Je m'autorise à penser que Gandhi était simplement devenu très certain de lui. Ceci n'est pas un jugement mais simplement le fruit d'un comportement qui jusqu'ici n'avait donné aucun échec.
Tant le bon comme dans le mauvais, l'être humain s'habitue : c'est réflexe. Gandhi s'est habitué à contrer les Anglais par un message, un chemin nouveau auquel il était le seul à croire. Il en a payé le prix mais a réussi.

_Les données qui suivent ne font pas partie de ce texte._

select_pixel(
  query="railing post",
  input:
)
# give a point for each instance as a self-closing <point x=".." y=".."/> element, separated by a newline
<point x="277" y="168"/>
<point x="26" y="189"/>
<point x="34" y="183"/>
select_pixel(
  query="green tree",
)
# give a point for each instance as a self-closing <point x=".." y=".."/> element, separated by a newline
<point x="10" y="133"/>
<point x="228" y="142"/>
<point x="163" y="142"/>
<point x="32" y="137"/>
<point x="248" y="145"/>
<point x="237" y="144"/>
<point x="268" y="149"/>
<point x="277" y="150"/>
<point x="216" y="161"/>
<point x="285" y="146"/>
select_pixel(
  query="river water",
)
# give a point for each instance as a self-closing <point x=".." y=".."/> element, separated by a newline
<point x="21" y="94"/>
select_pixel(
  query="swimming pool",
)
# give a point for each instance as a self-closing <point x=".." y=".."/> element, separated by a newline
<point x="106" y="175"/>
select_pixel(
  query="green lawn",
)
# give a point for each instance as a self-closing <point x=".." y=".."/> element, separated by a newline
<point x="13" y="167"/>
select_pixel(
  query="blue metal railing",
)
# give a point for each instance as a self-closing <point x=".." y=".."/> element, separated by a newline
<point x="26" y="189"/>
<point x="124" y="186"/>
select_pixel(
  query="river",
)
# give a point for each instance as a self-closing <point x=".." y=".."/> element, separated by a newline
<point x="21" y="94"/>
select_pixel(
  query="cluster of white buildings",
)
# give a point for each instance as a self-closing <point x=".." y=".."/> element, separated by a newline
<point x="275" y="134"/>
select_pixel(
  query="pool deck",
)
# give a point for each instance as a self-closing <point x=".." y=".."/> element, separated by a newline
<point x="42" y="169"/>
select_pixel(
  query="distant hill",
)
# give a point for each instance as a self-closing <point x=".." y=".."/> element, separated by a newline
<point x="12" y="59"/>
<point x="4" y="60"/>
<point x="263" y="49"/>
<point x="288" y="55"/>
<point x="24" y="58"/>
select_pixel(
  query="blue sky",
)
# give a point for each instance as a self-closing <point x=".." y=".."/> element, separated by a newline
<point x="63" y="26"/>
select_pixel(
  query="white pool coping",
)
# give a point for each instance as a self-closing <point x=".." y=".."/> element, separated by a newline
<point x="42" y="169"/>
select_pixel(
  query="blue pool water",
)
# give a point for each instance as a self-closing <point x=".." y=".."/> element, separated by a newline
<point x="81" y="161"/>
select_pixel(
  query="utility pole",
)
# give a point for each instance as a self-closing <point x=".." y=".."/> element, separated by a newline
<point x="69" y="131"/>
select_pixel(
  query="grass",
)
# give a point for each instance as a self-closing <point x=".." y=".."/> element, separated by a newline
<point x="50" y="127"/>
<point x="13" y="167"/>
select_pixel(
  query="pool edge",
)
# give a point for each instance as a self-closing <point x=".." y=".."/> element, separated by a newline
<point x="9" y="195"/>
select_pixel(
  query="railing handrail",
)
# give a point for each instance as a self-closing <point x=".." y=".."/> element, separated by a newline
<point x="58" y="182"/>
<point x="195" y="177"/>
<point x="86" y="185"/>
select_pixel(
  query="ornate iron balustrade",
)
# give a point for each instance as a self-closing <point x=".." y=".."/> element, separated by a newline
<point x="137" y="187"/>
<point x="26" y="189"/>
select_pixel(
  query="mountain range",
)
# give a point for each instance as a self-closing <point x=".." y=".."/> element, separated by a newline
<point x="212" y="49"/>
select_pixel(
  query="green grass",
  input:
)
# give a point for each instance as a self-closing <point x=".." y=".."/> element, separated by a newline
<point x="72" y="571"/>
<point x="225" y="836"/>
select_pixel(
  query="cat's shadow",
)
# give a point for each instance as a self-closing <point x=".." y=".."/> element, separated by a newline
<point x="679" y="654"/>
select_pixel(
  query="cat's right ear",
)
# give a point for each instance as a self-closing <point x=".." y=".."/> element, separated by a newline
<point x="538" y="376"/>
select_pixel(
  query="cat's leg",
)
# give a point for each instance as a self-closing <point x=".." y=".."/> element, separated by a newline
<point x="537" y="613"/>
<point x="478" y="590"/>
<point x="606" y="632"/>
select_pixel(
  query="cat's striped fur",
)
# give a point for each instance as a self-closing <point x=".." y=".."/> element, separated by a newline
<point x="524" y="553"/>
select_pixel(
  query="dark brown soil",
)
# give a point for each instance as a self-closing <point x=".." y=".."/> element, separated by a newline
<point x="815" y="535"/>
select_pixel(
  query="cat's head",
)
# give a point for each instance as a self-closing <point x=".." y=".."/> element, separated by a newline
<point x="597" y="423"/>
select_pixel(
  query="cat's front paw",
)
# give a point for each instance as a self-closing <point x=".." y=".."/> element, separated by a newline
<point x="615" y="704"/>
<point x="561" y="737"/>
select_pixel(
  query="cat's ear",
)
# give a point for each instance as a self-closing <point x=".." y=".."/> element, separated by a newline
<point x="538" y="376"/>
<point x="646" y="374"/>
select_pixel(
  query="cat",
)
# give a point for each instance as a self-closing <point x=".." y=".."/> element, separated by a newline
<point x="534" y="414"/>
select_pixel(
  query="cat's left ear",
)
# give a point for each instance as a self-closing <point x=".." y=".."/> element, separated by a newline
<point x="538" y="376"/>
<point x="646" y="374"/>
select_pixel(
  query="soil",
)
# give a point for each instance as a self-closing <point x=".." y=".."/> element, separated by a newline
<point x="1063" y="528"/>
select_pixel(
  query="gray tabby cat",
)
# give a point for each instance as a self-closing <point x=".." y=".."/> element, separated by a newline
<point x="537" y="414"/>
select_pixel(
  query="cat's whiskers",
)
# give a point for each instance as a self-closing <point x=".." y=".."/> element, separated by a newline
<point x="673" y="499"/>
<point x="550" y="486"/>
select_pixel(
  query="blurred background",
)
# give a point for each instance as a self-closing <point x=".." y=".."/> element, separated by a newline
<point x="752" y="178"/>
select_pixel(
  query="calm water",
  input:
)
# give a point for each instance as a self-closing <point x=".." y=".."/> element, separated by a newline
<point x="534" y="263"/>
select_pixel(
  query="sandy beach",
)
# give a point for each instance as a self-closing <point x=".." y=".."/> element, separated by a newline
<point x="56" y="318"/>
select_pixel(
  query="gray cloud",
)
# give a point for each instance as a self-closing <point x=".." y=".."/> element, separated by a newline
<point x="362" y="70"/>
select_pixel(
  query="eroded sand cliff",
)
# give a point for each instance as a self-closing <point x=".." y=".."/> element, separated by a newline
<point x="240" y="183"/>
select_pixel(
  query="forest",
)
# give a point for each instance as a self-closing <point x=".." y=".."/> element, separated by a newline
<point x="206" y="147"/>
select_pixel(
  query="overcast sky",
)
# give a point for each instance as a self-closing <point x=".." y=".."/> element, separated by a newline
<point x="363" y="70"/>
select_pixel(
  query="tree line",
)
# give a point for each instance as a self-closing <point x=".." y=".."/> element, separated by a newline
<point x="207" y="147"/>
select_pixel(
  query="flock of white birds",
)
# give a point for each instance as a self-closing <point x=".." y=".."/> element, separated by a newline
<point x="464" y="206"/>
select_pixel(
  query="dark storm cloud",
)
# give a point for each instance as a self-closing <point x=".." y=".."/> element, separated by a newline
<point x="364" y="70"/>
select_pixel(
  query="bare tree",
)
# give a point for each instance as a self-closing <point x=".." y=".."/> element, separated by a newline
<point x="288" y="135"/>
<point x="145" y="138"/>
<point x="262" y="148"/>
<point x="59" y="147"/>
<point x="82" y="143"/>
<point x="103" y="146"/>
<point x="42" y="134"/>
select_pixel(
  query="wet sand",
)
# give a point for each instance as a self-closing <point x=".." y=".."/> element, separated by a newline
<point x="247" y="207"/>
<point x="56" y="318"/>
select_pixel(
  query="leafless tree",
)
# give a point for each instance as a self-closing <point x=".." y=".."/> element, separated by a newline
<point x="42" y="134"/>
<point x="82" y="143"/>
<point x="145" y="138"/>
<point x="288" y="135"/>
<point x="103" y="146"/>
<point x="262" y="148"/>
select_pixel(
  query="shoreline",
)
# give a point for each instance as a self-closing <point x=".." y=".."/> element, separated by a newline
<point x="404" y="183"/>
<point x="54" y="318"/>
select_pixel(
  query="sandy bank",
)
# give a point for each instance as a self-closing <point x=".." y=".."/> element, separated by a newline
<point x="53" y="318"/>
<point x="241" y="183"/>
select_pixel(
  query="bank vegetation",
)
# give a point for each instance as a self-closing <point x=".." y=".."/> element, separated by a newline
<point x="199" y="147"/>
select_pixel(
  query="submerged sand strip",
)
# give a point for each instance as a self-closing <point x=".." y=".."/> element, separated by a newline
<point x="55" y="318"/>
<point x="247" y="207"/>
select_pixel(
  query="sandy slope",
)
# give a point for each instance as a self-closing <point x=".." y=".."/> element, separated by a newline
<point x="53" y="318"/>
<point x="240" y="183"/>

Ceci crée parfois une augmentation de la foi en soi, dans le message et un sentiment d'invincibilité voire -dans les moments de méditation, une culpabilité- d'où une recherche de martyr (expiation de l'orgueil et/ou de la vanité ressenti devant "les fidèles" ---> culpabilité).
Il s'est trouvé "débordé" à un certain niveau dans les échanges et il ne pouvait "voir" ou "accepter" un quelconque blocage.
Comme "fermer les yeux" s'inscrit dans son cheminement (on peut voir ceci comme une opposition pacifique), il a continué son schéma, celui là même qui l'avait conduit à une certaine victoire.
En se faisant, il n'abusait que lui : du moins le croyait-il. S'il avait survécu à son attentat, il aurait été alors obligé de soulever la question de la violence, de la scission, de l'intolérance, de marqueurs de liberté dans la mesure où il aurait été obligé de négocier pied à pied avec la faction musulmane. Il avait atteint ses limites mais ne voulait ni le voir ni l'entendre. On peut ainsi comprendre le pourquoi de son manque de vigilance quant à sa personne ce qui inquiétait son entourage. Je pense que cette fin était souhaitée, c'est un aboutissement : on peut le remarquer chez d'autres personnes prônant la tolérance où se sentant "messager" d'un idéal quel qu'il soit. Souvent la fin est violente et si l'on cherche un peu dans le parcours, on trouve souvent un bloquage dans l'analyse et/ou dans l'échange et/ou une transgression (Jésus, M. Luther King, Malcom X, Mandela, Jean Paul II etc.). J'ajouterais des personnages comme Guevara ou Jean Moulin et d'autres qui -à un moment donné- "décrochent" et semblent, avec une inconscience incroyable précipiter leur fin tout en entretenant une lucidité peu commune.
La "Gandhi" de la fin est déifié de son vivant. Il accepte ce qui n'est ni plus ni moins qu'une forme de culte de la personnalité. Arrivé à ce stade, se remettre en question ou se retirer tient de l'impossible. Ainsi, certaines personnes reconnues comme "positives" arrivent à devenir un frein dans une évolution quelle qu'elle soit.